Macerich is the third-largest owner and operator of shopping malls in the entire US. It is a fully integrated self-managed REIT. The owns an interest in 52 properties (47 regional shopping centres and 5 community/power shopping centres) with a total area of around 50 million square feet – Gross Leasable Area (GLA). The company’s focus is on densely populated areas. Its malls are located in areas of high household income and have the largest population density around them. The majority of its shopping centres are located in California, Arizona and New York.
The business model of Macerich
Macerich owns shopping centres and rents these locations to clients. It develops and operates malls in proximity to affluent residential neighbourhoods, which allows them to maintain tenant lists that are heavy on the higher-end retailers. Macerich properties often include entertainment options such as movie theatres and bowling alleys, all of which positions luxury malls more as destinations for a night out as well as places to shop.
The combination of locating near wealthier communities and featuring upscale stores and entertainment options has enabled luxury malls to show much better productivity metrics than the average American mall. Macerich’s average mall produces sales per square foot of $746 compared to the industry average mall at $571. Moreover, Macerich has redeveloped part of its malls into hotels, offices and residential apartments. Proof of that is the new office they will rent to Google starting in 2022.
The amount of debt that Macerich is holding is the biggest concern for its shareholders. The total amount taking into account the consolidated and its part in the joint ventures are $8836MM. It is a huge number compared to the $2.3bn market cap.
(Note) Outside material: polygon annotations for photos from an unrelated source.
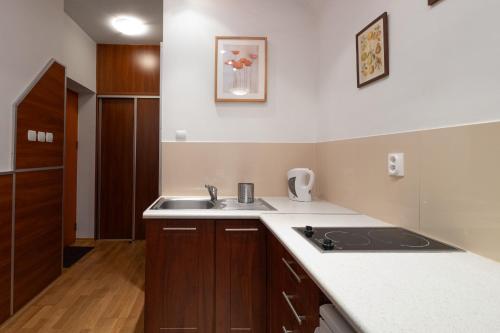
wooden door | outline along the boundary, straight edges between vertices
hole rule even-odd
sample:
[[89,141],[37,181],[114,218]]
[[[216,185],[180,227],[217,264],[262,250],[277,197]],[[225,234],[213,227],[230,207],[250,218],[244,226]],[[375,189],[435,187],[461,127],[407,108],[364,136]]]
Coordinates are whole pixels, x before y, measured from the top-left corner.
[[66,92],[66,143],[64,155],[64,246],[76,240],[76,170],[78,160],[78,94]]
[[159,190],[160,100],[137,100],[135,188],[135,239],[144,239],[142,213],[157,198]]
[[99,121],[99,238],[131,239],[134,100],[101,99]]
[[265,228],[260,221],[217,221],[215,246],[216,332],[265,332]]
[[148,221],[146,332],[213,332],[214,266],[213,221]]
[[10,315],[12,175],[0,175],[0,324]]

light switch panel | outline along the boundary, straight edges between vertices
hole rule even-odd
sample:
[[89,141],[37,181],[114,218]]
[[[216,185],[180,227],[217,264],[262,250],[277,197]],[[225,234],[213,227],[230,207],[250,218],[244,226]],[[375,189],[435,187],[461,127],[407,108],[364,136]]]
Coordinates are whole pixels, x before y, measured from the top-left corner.
[[405,154],[392,153],[387,159],[387,171],[389,176],[404,177],[405,175]]
[[36,131],[28,130],[28,141],[36,141]]
[[45,132],[38,132],[38,142],[45,142]]

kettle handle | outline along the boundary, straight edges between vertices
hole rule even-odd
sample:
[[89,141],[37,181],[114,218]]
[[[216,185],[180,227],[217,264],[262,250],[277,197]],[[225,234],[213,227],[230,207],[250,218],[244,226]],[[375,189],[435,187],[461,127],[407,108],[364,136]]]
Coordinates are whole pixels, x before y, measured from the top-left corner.
[[311,191],[312,187],[314,185],[314,179],[315,179],[314,172],[311,169],[306,169],[306,172],[309,174],[309,183],[306,185],[306,189],[308,191]]

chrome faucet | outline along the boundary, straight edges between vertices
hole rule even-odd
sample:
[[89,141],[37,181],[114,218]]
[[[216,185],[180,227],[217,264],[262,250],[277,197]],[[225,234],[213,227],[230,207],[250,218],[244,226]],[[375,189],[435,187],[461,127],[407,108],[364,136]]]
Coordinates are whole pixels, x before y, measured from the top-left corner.
[[205,185],[205,188],[208,190],[208,194],[210,194],[210,200],[217,201],[217,187]]

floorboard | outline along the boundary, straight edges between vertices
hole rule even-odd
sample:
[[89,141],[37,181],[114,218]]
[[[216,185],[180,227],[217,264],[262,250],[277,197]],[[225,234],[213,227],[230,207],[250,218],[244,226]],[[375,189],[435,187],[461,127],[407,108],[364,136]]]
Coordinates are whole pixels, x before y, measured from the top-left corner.
[[95,246],[0,327],[13,332],[144,332],[144,241]]

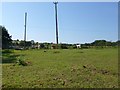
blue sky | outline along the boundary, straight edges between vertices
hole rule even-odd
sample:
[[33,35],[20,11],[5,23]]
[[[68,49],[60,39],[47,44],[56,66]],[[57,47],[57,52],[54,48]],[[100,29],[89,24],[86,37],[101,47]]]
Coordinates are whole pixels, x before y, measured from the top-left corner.
[[[3,2],[0,24],[8,29],[12,39],[24,38],[25,12],[28,13],[27,40],[56,42],[52,2]],[[59,2],[58,20],[61,43],[118,40],[117,2]]]

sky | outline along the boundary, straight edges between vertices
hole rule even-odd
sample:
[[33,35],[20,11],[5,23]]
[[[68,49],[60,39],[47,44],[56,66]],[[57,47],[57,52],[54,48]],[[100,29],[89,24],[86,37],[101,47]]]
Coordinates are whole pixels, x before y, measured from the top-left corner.
[[[24,39],[27,12],[27,40],[56,42],[55,11],[52,2],[2,2],[2,22],[12,39]],[[59,43],[90,43],[118,40],[117,2],[59,2]]]

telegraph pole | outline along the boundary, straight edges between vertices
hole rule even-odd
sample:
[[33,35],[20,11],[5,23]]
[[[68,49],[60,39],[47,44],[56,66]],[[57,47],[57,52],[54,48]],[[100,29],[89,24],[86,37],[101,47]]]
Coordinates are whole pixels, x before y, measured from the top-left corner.
[[58,45],[58,20],[57,20],[57,4],[58,2],[53,2],[55,4],[55,20],[56,20],[56,43]]
[[27,12],[25,12],[24,49],[25,49],[25,47],[26,47],[26,24],[27,24]]

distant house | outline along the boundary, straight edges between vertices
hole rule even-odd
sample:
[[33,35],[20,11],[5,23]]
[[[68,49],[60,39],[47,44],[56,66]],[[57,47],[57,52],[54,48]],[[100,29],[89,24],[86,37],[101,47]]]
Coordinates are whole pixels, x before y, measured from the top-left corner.
[[51,49],[56,49],[57,45],[56,44],[51,44]]
[[81,48],[81,44],[77,44],[76,47],[77,47],[77,48]]

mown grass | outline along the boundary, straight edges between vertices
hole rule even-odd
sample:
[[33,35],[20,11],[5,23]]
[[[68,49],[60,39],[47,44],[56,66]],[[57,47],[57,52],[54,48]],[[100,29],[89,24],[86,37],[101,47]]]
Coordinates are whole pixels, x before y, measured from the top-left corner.
[[3,88],[117,88],[118,50],[14,51],[28,66],[3,63]]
The important point for MAC is that it has 31 non-recourse loans which account for ca. 84% of the total obligations. Non-recourse debt means that if Macerich cannot pay the debt in the future. It simply can give back the buildings to the creditor and continue with the rest of the business. This is important because there is no real threat of bankruptcy as a consequence of the type of debt it has. The only non-recourse is the credit facility, which accounts for $1.5bn. MAC has risen the money to
In March 2021, MAC sold 36MM additional shares at an average cost of $13.54, obtaining $487.44MM. Moreover, it sold 95% interest in the Paradise Mall at Phoenix for $95MM and it is negotiating a $600-800MM revolving credit line to be able to repay its current RCL of $1.5bn.
At the end of March, the company has reported $1’645.3-1’845.3MM liquidity (the sum of the last paragraphs items plus $463MM cash available)
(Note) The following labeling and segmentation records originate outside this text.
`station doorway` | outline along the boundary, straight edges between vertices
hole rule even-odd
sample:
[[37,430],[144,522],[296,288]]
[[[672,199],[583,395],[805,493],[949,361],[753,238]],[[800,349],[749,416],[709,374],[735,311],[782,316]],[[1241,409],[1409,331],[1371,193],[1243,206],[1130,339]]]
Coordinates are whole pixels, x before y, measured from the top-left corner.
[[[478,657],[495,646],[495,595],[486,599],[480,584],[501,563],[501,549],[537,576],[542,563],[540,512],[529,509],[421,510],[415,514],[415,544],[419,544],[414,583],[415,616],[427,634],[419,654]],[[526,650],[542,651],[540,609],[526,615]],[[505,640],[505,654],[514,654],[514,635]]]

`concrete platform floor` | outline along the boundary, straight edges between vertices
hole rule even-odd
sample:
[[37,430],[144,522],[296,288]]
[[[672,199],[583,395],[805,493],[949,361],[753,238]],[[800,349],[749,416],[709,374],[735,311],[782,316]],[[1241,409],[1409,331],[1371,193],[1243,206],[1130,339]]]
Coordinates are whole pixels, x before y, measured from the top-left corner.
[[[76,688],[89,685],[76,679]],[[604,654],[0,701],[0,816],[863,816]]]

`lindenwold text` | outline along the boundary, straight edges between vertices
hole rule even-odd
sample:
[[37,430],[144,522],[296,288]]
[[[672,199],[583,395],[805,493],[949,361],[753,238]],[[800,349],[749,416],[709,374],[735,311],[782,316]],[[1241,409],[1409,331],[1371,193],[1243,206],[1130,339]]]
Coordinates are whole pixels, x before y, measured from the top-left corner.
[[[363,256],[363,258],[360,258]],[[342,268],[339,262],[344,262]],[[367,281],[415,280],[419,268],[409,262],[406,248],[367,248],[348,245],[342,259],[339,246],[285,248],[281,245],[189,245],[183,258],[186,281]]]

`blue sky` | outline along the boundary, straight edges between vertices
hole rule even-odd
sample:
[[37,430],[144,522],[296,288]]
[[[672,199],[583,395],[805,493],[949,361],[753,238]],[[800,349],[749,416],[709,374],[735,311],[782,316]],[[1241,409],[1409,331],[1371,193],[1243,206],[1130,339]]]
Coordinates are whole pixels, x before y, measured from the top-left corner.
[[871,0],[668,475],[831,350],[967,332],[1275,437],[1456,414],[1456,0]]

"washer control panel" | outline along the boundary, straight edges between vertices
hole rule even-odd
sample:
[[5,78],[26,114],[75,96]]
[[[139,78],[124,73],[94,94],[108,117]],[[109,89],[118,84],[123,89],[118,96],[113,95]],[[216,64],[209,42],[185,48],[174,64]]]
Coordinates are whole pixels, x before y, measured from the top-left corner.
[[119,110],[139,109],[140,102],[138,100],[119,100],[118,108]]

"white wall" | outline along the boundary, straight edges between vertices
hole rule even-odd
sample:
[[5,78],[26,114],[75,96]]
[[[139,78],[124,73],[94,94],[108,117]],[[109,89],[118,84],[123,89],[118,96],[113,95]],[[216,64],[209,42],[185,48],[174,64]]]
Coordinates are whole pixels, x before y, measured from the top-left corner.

After repaying its $1.5bn RCL in June, it is expected to have a liquidity around $250-300MM
Macerich: current situation
As a consequence of the current pandemic, the revenues from retailers have diminished a lot. Some clients have been unable to pay their rents to Macerich. Forcing Macerich to give them extensions. Other retailers have closed. As a result, the occupation of the shopping centres has diminished (it is around 90% vs 95% historic).
MAC not only makes money from renting the surfaces but also there is also a part linked to the number of sales that the retailers do. So, because of the lower occupation and fewer client’s sales, Macerich revenues have been affected, diminishing around 25% compared to the previous year. MAC’s NOI had been also declining for some time even before the pandemic.
Macerich has further been hurt by its mall characteristics, which has included conversions into mixed-use town centres with an emphasis on experiences, dining, and activities.
- Q4-20 FFO of $0.45/share, down from $0.98/share in Q4-19.
- Occupancy was 89.7% at Dec-20 compared to 94.0% at Dec-19.
- 92% rent collections.
- Guidance of FFO $2.05-$2.25 for FY21. 5.8x P/FFO
During 2020, there were 42 bankruptcy filings involving the Company’s tenants, totalling 323 leases and involving approximately 6.0 million square feet and $85.8 million of annual leasing revenue at the Company’s share.
- A new pandemic closes malls again.
- Vacancy rates spike or operators can’t rent vacant locations.